Code Example: Extracting Hamiltonian Matrix Elements#

import h5py

def extract_hamiltonian(filepath):
    """Extract Hamiltonian matrix elements from an HDF5 file."""
    with h5py.File(filepath, 'r') as f:
        atom_pairs = f['atom_pairs'][:]
        chunk_boundaries = f['chunk_boundaries'][:]
        chunk_shapes = f['chunk_shapes'][:]
        entries = f['entries'][:]
  
    H_tb = {}
    for i, ap in enumerate(atom_pairs):
        start = chunk_boundaries[i]
        end = chunk_boundaries[i+1]
        shape = chunk_shapes[i]
        H_tb[tuple(ap)] = entries[start:end].reshape(shape)
  
    return H_tb

# Usage
H_matrices = extract_hamiltonian('hamiltonian.h5')

4. Real-Space Grid-Resolved Properties#

These HDF5 files store properties on a real-space grid:

  • charge_density.h5 - Electron charge density

  • potential_r.h5 - Local potential

Each HDF5 file contains the following keys:

Key

Shape

Description

shape

(3,)

Integer array specifying grid divisions in x, y, z directions

entries

(M,)

Flattened 1D array that can be reshaped to shape

Code Example: Reading Grid Data#

import numpy as np
import h5py

def read_grid_data(filepath):
    """Read and reshape real-space grid data."""
    with h5py.File(filepath, 'r') as f:
        shape = f['shape'][:]
        entries = f['entries'][:]
  
    return entries.reshape(shape)

# Usage
charge_density = read_grid_data('charge_density.h5')

5. Force Field Properties (force.h5)#

The force.h5 file contains atom-resolved force field information.

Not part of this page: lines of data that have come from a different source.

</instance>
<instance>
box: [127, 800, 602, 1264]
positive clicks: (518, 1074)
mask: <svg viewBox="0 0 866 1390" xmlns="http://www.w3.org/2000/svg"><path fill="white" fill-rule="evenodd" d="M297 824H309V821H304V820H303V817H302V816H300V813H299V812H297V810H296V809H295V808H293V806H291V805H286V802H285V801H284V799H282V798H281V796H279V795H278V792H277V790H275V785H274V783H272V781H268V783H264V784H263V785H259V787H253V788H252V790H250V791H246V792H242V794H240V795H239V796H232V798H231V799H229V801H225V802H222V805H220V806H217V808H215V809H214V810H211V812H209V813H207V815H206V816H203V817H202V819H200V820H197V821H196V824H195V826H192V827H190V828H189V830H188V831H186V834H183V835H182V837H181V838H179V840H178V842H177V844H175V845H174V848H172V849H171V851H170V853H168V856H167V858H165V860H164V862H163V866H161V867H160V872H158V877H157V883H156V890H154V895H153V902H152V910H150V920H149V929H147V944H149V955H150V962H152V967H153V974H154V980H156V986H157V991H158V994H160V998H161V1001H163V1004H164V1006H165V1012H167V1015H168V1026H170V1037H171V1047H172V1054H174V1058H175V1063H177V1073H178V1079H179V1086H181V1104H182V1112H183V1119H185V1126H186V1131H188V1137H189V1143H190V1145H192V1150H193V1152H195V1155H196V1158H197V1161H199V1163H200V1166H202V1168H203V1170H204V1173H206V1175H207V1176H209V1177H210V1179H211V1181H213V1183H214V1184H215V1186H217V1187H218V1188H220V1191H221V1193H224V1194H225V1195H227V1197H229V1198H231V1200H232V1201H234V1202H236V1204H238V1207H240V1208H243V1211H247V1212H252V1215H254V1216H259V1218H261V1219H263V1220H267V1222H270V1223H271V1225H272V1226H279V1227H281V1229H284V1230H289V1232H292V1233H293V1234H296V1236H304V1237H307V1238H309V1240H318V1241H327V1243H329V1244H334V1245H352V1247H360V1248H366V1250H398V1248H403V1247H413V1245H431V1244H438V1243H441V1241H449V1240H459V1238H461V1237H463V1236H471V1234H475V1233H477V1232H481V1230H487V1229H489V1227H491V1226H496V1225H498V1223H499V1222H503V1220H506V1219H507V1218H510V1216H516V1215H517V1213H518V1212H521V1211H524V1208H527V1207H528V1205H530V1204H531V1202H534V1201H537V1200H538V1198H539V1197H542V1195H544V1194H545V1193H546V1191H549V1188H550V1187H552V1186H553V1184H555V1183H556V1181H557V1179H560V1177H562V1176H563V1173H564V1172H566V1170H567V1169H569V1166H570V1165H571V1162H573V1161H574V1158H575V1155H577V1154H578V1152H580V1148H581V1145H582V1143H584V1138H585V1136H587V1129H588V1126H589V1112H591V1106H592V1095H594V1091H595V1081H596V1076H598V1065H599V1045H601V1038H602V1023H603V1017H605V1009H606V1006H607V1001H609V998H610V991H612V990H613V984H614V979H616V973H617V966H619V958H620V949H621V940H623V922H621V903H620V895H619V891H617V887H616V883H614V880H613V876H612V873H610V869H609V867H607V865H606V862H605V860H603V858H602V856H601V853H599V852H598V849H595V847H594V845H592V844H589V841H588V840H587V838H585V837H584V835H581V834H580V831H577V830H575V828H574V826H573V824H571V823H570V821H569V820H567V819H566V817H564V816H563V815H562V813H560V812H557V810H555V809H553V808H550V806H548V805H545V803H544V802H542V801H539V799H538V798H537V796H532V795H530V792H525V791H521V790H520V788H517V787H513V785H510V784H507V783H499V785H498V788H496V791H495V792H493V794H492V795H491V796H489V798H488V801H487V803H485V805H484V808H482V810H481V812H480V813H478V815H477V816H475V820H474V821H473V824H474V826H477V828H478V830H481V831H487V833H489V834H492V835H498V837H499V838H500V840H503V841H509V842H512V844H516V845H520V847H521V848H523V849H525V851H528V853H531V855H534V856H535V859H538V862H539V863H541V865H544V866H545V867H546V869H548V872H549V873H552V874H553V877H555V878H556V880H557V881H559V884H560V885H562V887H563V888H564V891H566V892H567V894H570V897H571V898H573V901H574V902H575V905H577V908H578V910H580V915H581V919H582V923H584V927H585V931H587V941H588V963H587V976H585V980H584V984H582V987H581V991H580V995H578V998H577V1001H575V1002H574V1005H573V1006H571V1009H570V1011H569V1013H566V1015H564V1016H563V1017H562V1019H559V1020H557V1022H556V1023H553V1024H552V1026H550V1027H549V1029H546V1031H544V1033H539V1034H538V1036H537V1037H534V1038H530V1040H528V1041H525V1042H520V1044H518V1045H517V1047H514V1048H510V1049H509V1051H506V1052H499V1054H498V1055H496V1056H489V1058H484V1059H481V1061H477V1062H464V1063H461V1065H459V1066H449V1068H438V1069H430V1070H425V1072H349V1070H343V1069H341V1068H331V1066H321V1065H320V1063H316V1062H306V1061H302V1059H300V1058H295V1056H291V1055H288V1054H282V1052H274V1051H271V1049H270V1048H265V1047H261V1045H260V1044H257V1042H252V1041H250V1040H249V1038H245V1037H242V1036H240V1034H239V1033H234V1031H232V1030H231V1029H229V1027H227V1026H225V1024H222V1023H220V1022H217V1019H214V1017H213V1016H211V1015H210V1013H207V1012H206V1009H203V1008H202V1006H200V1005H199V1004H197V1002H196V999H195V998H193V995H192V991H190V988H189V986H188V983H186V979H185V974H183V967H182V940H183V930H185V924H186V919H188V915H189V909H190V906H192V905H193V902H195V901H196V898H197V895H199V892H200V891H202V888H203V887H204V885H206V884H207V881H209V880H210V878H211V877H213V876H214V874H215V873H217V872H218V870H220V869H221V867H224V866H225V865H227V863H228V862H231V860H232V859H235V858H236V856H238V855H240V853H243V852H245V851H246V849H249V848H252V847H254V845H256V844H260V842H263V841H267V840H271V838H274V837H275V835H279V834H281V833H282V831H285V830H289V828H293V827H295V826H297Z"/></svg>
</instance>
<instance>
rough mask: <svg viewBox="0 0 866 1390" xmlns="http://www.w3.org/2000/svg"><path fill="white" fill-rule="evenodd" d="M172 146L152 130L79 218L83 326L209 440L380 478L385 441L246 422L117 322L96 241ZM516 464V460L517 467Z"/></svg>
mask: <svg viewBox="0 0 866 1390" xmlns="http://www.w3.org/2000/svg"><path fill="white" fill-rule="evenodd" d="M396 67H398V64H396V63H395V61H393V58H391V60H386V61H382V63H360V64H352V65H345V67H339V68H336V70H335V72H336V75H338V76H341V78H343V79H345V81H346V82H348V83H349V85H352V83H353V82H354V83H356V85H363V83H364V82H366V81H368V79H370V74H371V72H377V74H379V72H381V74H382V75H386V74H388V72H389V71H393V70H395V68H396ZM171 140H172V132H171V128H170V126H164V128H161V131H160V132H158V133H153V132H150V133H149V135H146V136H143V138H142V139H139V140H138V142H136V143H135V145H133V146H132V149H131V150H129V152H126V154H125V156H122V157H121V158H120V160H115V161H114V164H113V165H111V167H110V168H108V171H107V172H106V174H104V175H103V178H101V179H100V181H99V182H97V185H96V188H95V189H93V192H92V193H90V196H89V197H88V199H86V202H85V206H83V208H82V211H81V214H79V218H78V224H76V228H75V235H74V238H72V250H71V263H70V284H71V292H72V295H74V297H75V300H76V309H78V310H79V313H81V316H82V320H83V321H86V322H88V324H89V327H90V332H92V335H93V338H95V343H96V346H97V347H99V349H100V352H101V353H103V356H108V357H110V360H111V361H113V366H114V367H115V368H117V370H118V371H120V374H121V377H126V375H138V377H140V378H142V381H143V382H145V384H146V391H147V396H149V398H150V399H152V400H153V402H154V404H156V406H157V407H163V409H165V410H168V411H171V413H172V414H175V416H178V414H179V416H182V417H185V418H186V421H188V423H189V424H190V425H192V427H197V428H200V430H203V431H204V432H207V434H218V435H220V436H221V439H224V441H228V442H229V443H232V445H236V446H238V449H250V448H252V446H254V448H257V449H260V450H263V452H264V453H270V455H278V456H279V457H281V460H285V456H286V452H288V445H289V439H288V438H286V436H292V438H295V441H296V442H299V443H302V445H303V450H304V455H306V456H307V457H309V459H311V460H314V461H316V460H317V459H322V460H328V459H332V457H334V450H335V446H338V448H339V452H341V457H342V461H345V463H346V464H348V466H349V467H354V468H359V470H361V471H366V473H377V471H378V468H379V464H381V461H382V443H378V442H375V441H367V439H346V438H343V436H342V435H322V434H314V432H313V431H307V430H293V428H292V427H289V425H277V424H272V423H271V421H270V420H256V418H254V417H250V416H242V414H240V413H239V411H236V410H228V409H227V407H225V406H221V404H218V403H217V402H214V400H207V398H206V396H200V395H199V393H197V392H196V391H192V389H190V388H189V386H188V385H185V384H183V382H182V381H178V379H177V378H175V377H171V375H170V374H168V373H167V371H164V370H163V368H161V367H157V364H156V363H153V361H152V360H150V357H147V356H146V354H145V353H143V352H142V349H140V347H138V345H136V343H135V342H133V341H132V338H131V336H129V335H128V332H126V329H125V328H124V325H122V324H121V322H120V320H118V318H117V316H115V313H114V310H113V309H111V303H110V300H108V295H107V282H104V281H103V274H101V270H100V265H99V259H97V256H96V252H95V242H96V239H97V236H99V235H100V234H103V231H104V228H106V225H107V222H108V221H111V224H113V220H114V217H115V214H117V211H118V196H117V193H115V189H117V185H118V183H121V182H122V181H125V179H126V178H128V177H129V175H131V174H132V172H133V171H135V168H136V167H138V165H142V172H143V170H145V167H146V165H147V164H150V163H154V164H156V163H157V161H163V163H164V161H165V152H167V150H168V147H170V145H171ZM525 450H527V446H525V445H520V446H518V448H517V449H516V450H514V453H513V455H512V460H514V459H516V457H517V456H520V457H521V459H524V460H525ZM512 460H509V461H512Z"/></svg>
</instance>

Each HDF5 file contains the following keys:

Key

Shape

Description

cell

(3, 3)

Lattice vectors

energy

scalar

Total energy of the system

force

(N, 3)

Forces on N atoms in x, y, z directions

stress

(6,)

Stress tensor components in Voigt notation

Code Example: Reading Force Data#

import h5py

def read_force_data(filepath):
    """Read force field data from force.h5."""
    with h5py.File(filepath, 'r') as f:
        cell = f['cell'][:] if 'cell' in f else None
        energy = f['energy'][()] if 'energy' in f else None
        force = f['force'][:]
        stress = f['stress'][:] if 'stress' in f else None
  
    return {
        'cell': cell,
        'energy': energy,
        'force': force,
        'stress': stress
    }

# Usage
force_data = read_force_data('force.h5')

Data Flow in DeepH-dock#

Understanding these formats is crucial for working with DeepH-dock:

  1. Input: DFT software outputs are converted to these standardized formats

  2. Processing: DeepH modules operate on the data using these consistent representations

  3. Output: Results are stored in the same formats for interoperability

For more detailed specifications and updates to these formats, please refer to the latest documentation and the examples/ directory in the repository.